L'intégration de la nature dans un environnement urbain ou privé, notamment par la végétalisation de structures rigides comme les poteaux en béton, offre des avantages esthétiques et écologiques indéniables. Habiller un élément structurel permet non seulement d'améliorer la qualité de l'air et de créer des îlots de fraîcheur, mais constitue également un refuge précieux pour la biodiversité locale. La réussite de cette entreprise repose sur une compréhension fine du comportement des plantes grimpantes et des contraintes techniques liées aux supports.

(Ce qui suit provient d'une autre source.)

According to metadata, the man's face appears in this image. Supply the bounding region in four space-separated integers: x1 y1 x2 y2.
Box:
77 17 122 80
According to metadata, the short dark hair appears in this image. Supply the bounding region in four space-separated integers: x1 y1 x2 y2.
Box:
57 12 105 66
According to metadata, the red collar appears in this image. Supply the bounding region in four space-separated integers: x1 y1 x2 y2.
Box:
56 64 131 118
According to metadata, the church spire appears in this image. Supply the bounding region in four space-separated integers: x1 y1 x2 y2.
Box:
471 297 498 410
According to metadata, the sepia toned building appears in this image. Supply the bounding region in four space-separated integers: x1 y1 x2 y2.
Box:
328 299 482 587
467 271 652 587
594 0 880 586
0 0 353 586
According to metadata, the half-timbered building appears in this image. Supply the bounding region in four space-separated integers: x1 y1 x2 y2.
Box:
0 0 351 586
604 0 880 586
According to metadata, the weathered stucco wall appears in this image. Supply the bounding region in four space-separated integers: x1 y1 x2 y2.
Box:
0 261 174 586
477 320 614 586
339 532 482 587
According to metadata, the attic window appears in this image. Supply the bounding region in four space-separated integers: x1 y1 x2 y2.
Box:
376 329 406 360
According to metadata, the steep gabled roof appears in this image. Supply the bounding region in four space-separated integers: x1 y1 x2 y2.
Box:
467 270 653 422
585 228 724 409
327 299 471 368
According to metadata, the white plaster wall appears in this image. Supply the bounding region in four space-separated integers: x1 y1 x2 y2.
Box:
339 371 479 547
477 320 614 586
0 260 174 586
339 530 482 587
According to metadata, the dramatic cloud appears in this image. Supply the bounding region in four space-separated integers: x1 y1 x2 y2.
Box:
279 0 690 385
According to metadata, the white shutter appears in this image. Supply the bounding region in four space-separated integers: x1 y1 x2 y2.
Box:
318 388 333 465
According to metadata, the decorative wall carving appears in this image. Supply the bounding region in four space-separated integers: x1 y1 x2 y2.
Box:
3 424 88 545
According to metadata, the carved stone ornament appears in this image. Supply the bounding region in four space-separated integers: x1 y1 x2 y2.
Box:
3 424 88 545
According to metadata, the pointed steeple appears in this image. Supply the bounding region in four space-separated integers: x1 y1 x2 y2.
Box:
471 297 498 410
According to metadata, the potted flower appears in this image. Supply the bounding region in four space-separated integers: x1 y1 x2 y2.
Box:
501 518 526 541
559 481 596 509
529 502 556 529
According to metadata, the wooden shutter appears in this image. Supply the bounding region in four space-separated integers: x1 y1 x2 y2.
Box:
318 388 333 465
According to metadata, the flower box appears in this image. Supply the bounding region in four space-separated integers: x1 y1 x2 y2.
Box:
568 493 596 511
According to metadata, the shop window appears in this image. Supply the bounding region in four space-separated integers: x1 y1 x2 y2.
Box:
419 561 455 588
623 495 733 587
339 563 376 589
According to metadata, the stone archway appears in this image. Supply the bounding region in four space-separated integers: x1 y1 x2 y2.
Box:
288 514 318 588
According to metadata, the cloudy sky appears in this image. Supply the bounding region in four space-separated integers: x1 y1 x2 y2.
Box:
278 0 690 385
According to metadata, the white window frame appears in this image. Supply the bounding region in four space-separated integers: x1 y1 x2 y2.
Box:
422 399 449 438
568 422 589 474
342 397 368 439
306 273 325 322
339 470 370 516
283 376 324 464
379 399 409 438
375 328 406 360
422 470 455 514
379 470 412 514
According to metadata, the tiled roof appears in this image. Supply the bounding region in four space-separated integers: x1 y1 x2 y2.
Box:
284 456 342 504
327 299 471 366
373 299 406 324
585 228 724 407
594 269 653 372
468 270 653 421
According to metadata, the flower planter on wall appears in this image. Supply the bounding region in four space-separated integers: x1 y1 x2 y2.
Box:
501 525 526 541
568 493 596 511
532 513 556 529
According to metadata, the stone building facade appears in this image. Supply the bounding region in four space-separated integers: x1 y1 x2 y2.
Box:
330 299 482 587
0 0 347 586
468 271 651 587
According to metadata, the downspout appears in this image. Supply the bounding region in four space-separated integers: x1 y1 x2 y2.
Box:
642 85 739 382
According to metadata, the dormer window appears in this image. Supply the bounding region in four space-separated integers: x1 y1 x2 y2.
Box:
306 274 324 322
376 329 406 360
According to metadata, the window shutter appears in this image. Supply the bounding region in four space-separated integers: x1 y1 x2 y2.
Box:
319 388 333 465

Stratégies de végétalisation directe sur poteaux en béton
Pour habiller un poteau, le plus simple est de planter une grimpante qui peut y grimper sans aide supplémentaire, comme la vigne vierge à trois pointes (Parthenocissus tricuspidata). Elle prospère même dans les sols pauvres et denses et présente un avantage supplémentaire : arrivée en haut du mât, ses pousses ne coloniseront pas les câbles horizontaux. La végétation couvrira uniquement le mât.
Dans le cas des lampadaires, la situation est quelque peu différente : selon les cas, le corps des lampadaires peut être recouvert et enveloppé de pousses vertes. Plus le « col » du lampadaire est fin, moins cela se produit. De plus, des dispositifs anti-grimpants retardent la végétalisation complète, par exemple des capuchons à l'extrémité supérieure d'un mât en béton, qui empêchent les pousses de pousser verticalement et de s'accrocher étroitement. Les barrières anti-grimpantes, comme les capuchons de protection, rendent difficile la croissance verticale et serrée des pousses.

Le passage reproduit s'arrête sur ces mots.